Emerging Immnunohistochemical evidence for Direct Peripheral Control of Endocannabinoids on the Gastrointestinal Tract and Pancreas of Obese (fa/fa)and Lean Zucker Rats (Pathophysiological Implications)
- Autori: Tessitore, V; Bonaventura, G; Carini, F; Cucco, D; Spatola, GF; Uzzo, ML
- Anno di pubblicazione: 2012
- Tipologia: Articolo in rivista (Articolo in rivista)
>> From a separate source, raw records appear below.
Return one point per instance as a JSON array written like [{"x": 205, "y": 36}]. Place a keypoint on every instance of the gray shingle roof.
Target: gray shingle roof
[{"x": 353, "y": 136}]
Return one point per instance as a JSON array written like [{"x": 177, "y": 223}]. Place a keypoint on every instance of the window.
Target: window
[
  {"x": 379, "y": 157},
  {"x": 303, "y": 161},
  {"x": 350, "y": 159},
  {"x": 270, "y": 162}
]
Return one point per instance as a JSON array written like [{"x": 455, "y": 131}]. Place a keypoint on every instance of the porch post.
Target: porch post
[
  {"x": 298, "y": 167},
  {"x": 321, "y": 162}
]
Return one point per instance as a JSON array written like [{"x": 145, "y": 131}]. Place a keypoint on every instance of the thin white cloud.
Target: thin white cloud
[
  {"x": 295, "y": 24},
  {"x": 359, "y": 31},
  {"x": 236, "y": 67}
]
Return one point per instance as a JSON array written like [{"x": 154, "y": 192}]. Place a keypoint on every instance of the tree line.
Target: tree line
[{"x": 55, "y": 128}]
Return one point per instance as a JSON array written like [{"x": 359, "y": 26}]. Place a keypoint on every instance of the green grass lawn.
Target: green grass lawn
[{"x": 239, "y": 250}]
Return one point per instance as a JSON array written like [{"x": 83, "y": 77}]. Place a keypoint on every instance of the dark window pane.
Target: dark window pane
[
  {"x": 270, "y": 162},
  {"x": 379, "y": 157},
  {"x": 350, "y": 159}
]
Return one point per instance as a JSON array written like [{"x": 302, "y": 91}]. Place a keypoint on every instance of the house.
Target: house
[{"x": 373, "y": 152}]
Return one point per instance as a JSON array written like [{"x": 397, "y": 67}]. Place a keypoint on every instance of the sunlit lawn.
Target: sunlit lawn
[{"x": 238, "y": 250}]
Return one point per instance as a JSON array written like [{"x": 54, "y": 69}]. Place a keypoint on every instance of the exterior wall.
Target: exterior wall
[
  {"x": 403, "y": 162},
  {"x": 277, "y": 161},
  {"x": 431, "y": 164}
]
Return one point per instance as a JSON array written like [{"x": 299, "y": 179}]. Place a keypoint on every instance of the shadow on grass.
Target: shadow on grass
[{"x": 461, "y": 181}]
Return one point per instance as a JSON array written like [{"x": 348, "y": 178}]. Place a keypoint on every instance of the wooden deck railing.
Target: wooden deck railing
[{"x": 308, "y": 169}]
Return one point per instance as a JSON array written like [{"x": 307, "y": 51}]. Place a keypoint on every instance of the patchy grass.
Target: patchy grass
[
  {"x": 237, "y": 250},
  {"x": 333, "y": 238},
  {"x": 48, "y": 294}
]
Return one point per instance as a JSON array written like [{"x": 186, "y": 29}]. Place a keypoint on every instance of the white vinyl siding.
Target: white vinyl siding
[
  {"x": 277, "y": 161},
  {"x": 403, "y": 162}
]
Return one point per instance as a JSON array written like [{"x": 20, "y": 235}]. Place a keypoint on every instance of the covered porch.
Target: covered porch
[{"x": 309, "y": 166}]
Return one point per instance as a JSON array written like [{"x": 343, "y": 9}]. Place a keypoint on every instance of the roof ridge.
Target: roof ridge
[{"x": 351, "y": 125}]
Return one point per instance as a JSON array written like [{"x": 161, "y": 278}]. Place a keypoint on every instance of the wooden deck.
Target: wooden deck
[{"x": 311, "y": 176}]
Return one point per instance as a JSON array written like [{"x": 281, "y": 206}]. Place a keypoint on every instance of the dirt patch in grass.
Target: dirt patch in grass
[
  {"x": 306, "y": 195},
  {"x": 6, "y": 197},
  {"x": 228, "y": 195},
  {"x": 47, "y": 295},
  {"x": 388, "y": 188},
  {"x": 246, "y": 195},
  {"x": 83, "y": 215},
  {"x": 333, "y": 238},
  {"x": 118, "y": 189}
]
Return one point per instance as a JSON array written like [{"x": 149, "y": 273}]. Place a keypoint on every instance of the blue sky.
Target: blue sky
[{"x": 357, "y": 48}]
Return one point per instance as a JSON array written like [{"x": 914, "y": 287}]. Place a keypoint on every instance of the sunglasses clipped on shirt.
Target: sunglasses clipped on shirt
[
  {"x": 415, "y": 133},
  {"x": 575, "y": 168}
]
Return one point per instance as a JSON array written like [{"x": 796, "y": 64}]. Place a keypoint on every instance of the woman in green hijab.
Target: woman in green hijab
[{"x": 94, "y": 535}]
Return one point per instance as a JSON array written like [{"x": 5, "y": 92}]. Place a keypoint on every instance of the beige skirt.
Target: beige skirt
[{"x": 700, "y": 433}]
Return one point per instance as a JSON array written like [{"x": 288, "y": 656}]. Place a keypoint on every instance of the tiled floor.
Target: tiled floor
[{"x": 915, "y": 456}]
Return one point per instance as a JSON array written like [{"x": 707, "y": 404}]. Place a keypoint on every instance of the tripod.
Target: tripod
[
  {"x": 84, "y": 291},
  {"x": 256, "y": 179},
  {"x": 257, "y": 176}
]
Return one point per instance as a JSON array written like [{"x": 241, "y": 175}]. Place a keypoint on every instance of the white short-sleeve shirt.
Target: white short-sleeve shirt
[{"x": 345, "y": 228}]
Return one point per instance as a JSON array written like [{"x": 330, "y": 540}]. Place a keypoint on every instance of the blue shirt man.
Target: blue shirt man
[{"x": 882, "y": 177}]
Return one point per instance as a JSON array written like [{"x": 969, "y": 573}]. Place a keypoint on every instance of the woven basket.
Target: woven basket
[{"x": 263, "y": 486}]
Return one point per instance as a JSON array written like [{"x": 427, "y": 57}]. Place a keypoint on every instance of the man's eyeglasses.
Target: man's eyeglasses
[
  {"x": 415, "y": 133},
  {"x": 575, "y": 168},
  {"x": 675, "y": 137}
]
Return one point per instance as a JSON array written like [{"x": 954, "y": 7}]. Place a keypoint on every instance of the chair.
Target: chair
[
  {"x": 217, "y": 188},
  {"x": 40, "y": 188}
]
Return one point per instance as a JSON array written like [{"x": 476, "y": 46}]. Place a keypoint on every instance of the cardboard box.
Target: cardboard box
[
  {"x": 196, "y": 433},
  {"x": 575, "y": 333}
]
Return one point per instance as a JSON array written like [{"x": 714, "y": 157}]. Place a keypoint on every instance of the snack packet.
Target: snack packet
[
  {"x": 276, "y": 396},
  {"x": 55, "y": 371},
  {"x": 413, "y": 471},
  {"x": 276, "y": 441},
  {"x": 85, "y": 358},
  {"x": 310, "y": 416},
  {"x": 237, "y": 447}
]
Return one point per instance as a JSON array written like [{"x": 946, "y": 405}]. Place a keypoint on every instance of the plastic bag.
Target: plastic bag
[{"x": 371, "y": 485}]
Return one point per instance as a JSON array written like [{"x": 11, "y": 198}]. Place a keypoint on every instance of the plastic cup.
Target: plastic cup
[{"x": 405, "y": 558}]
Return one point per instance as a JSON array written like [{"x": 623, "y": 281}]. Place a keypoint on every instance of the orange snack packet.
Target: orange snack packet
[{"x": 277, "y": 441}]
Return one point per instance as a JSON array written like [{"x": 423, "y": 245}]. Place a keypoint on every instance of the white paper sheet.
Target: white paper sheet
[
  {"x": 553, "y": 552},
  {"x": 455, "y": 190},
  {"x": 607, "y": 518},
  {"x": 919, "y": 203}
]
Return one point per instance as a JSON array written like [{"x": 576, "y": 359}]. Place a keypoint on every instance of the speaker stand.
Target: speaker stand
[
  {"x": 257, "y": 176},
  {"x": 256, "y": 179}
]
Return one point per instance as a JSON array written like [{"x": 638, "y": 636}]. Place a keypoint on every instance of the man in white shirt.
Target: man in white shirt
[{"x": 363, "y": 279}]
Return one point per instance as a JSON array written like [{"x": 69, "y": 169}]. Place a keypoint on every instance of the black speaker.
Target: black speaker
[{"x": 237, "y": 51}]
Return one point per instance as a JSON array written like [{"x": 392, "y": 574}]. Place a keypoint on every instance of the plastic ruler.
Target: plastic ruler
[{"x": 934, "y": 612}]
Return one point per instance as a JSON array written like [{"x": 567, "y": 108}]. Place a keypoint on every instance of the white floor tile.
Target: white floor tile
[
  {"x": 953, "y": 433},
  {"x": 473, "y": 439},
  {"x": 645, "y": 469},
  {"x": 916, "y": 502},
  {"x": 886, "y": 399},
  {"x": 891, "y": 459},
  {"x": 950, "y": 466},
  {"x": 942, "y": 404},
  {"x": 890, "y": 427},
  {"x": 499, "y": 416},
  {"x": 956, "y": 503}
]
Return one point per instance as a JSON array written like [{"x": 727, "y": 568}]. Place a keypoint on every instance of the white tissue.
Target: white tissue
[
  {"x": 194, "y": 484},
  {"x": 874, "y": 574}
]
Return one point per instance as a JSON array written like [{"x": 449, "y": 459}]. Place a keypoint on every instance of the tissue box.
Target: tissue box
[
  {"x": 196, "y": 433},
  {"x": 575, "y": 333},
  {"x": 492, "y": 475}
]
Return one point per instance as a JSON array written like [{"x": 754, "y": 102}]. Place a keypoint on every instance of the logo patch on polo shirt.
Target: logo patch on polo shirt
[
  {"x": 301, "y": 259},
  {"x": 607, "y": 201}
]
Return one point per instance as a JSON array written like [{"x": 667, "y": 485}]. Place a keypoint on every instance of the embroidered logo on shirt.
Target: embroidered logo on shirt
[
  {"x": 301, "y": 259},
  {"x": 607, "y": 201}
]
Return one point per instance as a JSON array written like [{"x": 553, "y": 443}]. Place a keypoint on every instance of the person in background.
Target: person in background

- Parole Chiave: Endocannabinoids, food intake, body weight, energy balance, CB1 receptor, GEP system
- OA Link: http://hdl.handle.net/10447/75966
This research has the objective to investigate immunohistochemical expression of CB1 receptor and its probable changes in Gastroenteropancreatic system (GEP) of obese and lean Zucker rats and understand the endocannabinoid pathophysiological implications in the obesity. Male obese (fa/fa) and lean Zucker rats 6 weeks old were obtained from Harlan Italy Srl; the rats were sacrificed at 8, 12 and 16 weeks old. Normal rats also were sacrificed. Specimens of stomach, jejunum-ileum and pancreas were fixed in Bouin’s mixture and embedded in paraffin; obtained sections were processed with anti-CB1 (Biosource Europe SA) by Streptavidin-Biotin-Complex Method. The findings show that CB1 receptor is expressed not only in enteric neurons as documented by earlier studies up to now but more widely and with stronger intensity in obese animals compared with their lean counterparts by several structures of gastrointestinal tract (epithelium, glands, endocrine cells and immune cells of villi stroma). In obese Zucker rats pancreas unlike the normal rats where the CB1 receptor is essentially expressed by A-cells, the CB1 immunoreactivity even extends with higher intensity to B-cells. It is concluded that GEP System represents a new and wide peripheral target of EC action that have a direct autocrine, endocrine-paracrine and neurocrine control on many functions of GEP. In addition in GEP of obese Zucker rats in comparison with lean ones, the CB1 receptor is overexpressed and consequently the peripheral endocannabinoid system is upregulated and negatively modulated by leptin. It may contribute to increase hyperphagia, body weight and hyperglycaemia.